Hypotheek.winkel schetst nog een tweede scenario: datgene waarin u al langer aan pensioensparen doet, maar onlangs een woning heeft gekocht. De premie voor de schuldsaldopolis komt er nu nog bij, en dat maakt de financiële last extra zwaar. “Het is dan perfect mogelijk om tijdelijk enkel de schuldsaldoverzekering te betalen en het pensioensparen te pauzeren”, klinkt het. “Je laat het contract gewoonweg lopen, maar je betaalt een paar jaar niets. Dat kan zonder kosten en zonder boetes.”
De keerzijde van de medaille
Om de premies van uw schuldsaldo fiscaal te kunnen inbrengen, moet uw verzekeraar in de polis opnemen dat het om een contract voor fiscaal pensioensparen gaat. Maar er is een keerzijde aan de medaille. De overblijvende partner moet dan belastingen betalen op het kapitaal dat de schuldsaldoverzekering uitkeert bij een overlijden. De kans bestaat dat dit bedrag veel groter is dan het fiscaal voordeel.

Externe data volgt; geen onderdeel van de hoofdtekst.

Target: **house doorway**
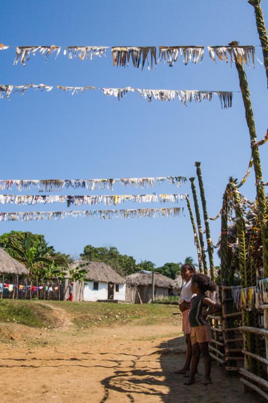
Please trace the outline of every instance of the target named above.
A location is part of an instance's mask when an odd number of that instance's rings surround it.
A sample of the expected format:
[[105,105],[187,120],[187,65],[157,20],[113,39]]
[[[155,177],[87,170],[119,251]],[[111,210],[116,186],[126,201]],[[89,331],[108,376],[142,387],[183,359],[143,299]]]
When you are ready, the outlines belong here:
[[114,299],[115,285],[113,283],[108,283],[108,299]]

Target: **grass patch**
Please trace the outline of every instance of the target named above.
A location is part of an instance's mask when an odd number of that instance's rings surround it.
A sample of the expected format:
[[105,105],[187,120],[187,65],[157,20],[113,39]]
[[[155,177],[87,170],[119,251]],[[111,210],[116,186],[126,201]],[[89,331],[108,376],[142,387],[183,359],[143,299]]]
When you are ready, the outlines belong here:
[[114,304],[109,302],[68,302],[49,301],[48,304],[63,309],[71,316],[78,327],[110,326],[132,321],[139,324],[153,324],[156,322],[177,322],[172,314],[176,308],[170,305],[147,304],[142,305]]
[[30,301],[0,300],[0,322],[19,323],[31,327],[53,326],[51,308]]

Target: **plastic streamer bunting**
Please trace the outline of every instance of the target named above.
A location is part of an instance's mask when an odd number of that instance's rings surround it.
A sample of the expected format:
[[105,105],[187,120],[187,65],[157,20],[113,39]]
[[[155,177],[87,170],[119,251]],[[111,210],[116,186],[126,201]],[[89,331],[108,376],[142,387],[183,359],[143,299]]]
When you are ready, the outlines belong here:
[[[23,95],[25,91],[29,88],[50,92],[54,88],[52,86],[43,84],[30,84],[25,85],[0,85],[0,99],[5,97],[9,99],[10,95],[14,92],[20,92]],[[115,97],[119,100],[129,92],[133,93],[137,92],[142,98],[148,99],[149,102],[151,102],[153,98],[162,102],[174,101],[175,99],[177,99],[186,106],[187,102],[192,102],[192,101],[201,102],[201,100],[206,99],[211,101],[212,95],[214,94],[219,97],[221,107],[224,109],[231,107],[233,98],[233,93],[231,91],[141,89],[132,88],[130,87],[126,87],[125,88],[101,88],[92,86],[69,87],[58,85],[56,88],[64,91],[70,91],[72,95],[79,92],[84,92],[87,90],[97,90],[102,91],[104,95]]]
[[[10,46],[0,44],[0,50],[9,49]],[[239,63],[251,64],[255,63],[255,47],[251,45],[237,46],[220,45],[207,47],[211,59],[216,62],[216,57],[220,60],[231,64],[236,57]],[[81,60],[87,59],[93,60],[94,56],[106,56],[108,49],[111,49],[114,66],[128,66],[130,60],[134,68],[140,68],[143,70],[147,62],[149,70],[163,61],[166,61],[170,67],[172,67],[179,56],[183,57],[183,62],[187,64],[192,61],[197,64],[203,59],[204,46],[188,45],[175,46],[159,46],[159,55],[156,59],[156,46],[72,46],[66,47],[52,45],[50,46],[24,46],[16,47],[16,57],[14,64],[20,63],[24,66],[26,62],[29,61],[32,56],[40,54],[46,61],[49,56],[55,55],[56,59],[63,50],[63,55],[68,55],[70,59],[78,57]]]
[[98,218],[111,220],[113,218],[142,218],[149,217],[178,217],[184,208],[172,207],[160,209],[137,209],[122,210],[69,210],[68,211],[0,213],[0,221],[33,221],[41,220],[57,220],[68,217]]
[[39,192],[59,191],[63,188],[83,188],[91,190],[98,189],[113,190],[113,186],[115,183],[120,183],[125,187],[134,186],[144,188],[149,186],[154,187],[156,182],[159,185],[167,183],[169,185],[176,185],[180,187],[182,183],[185,183],[187,181],[186,176],[180,176],[100,179],[8,179],[0,180],[0,190],[11,190],[14,185],[16,185],[19,191],[28,190],[32,187],[38,188]]
[[[186,198],[186,194],[160,194],[161,203],[178,203],[180,200]],[[96,205],[104,203],[106,206],[116,206],[126,202],[137,203],[155,203],[158,201],[158,196],[152,194],[111,194],[111,195],[25,195],[0,194],[0,204],[16,204],[32,206],[37,204],[65,203],[67,207],[71,205]]]

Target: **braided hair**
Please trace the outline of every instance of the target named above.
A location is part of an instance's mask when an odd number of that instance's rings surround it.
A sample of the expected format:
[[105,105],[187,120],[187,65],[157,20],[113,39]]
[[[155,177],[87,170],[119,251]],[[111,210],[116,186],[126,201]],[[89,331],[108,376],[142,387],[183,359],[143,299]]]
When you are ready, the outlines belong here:
[[194,274],[192,278],[192,282],[203,293],[206,291],[215,291],[217,289],[217,284],[211,281],[208,276],[200,273]]

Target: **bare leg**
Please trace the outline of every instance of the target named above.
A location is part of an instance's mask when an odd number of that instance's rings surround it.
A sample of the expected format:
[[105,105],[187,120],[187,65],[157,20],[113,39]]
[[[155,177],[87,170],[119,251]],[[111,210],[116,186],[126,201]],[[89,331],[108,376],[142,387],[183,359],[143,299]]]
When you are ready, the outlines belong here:
[[200,349],[198,343],[195,343],[192,346],[193,356],[191,363],[191,371],[189,378],[184,382],[185,385],[191,385],[195,382],[195,375],[197,372],[197,367],[200,357]]
[[190,370],[191,361],[192,360],[192,344],[190,334],[185,335],[185,342],[186,343],[186,357],[185,363],[182,368],[177,371],[175,371],[174,374],[187,374]]
[[203,343],[199,343],[199,348],[201,351],[204,363],[205,364],[205,378],[202,381],[202,383],[207,385],[212,383],[212,381],[210,377],[210,372],[211,371],[211,357],[209,354],[209,344],[207,342]]

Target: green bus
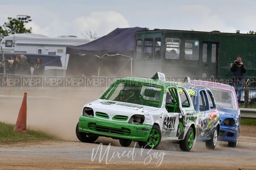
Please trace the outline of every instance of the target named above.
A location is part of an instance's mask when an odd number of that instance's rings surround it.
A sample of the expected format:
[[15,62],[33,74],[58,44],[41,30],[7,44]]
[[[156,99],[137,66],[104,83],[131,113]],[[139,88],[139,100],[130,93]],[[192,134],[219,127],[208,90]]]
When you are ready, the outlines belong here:
[[230,77],[238,55],[247,77],[255,77],[256,35],[171,30],[137,31],[133,76],[157,71],[171,77]]

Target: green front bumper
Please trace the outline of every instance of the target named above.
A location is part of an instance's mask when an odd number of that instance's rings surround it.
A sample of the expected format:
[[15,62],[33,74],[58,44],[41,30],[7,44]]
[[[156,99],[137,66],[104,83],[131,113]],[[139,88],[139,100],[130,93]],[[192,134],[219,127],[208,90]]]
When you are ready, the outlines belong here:
[[134,141],[147,141],[152,126],[105,120],[81,115],[78,127],[81,132]]

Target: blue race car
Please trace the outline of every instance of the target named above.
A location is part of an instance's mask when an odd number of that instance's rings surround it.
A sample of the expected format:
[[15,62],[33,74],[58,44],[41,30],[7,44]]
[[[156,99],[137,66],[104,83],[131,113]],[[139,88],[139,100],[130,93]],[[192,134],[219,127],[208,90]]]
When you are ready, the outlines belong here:
[[220,114],[214,98],[207,87],[198,85],[184,85],[188,92],[199,118],[197,139],[205,142],[208,149],[214,149],[220,133]]
[[229,85],[213,82],[192,80],[192,84],[207,87],[211,90],[220,112],[220,129],[218,139],[236,147],[238,143],[241,115],[236,91]]

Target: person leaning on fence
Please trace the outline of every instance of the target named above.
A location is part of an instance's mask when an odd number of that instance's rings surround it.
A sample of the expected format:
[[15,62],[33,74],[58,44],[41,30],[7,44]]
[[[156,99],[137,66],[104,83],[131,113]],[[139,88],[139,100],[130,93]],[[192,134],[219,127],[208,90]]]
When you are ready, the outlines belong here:
[[36,58],[36,64],[34,69],[33,72],[33,75],[34,76],[38,76],[44,75],[44,66],[43,60],[41,57],[37,57]]
[[14,74],[23,74],[23,62],[21,61],[20,55],[16,55],[15,58],[16,63],[15,66]]
[[233,72],[233,86],[236,90],[237,100],[240,102],[242,95],[244,81],[244,74],[246,72],[246,67],[242,62],[242,57],[238,55],[236,60],[231,66],[230,70]]
[[12,64],[10,64],[9,66],[9,72],[12,74],[14,74],[15,72],[15,67],[16,66],[16,64],[17,63],[15,58],[15,55],[12,55],[11,56],[10,60],[13,60],[13,62]]
[[25,75],[31,75],[31,70],[29,64],[27,61],[28,58],[24,55],[20,55],[20,59],[23,62],[23,70],[24,71],[23,74]]

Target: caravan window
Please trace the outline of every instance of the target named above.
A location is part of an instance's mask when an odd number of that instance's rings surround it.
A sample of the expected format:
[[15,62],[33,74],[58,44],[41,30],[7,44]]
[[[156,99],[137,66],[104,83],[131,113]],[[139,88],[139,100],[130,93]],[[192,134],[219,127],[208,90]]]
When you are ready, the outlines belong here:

“Wanneer je de premies van je schuldsaldoverzekering onderbrengt in de korf van het langetermijnsparen, dan wordt het uitgekeerde kapitaal bij overlijden belast tegen een fictieve rente”, zegt Thierry Lauwers. “Die hangt af van de leeftijd van de overblijvende partner. Ze varieert tussen 1 procent (40 jaar of jonger) en 5 procent (65 jaar of ouder).”
“Wanneer de begunstigde bij uitkering nog geen 65 jaar is, moet hij de fictieve rente dertien jaar lang na het overlijden van zijn partner fiscaal aangegeven. Concreet betekent dat: het percentage van de uitkering jaar na jaar vermelden op de belastingbrief. Bij 65 jaar of ouder moet de rente slechts tien jaar lang aangegeven worden.”
Koos u ervoor de premies van uw schuldsaldoverzekering onder te brengen in de fiscale korf van pensioensparen? In dat geval heft de fiscus een eenmalige belasting van 10 procent op het uitgekeerde kapitaal bij overlijden.
Vooraf de juiste keuze maken, is erg belangrijk. Want zelfs al heeft u slechts één keer de premie voor uw schuldsaldoverzekering fiscaal in mindering gebracht, dan wordt het uitgekeerde kapitaal sowieso belast bij overlijden. Staar u dus niet enkel blind op het belastingvoordeel dat de premies opleveren, maar houd ook rekening met de fiscale nadelen wanneer een van beide partners sterft. Laat u goed adviseren door een expert.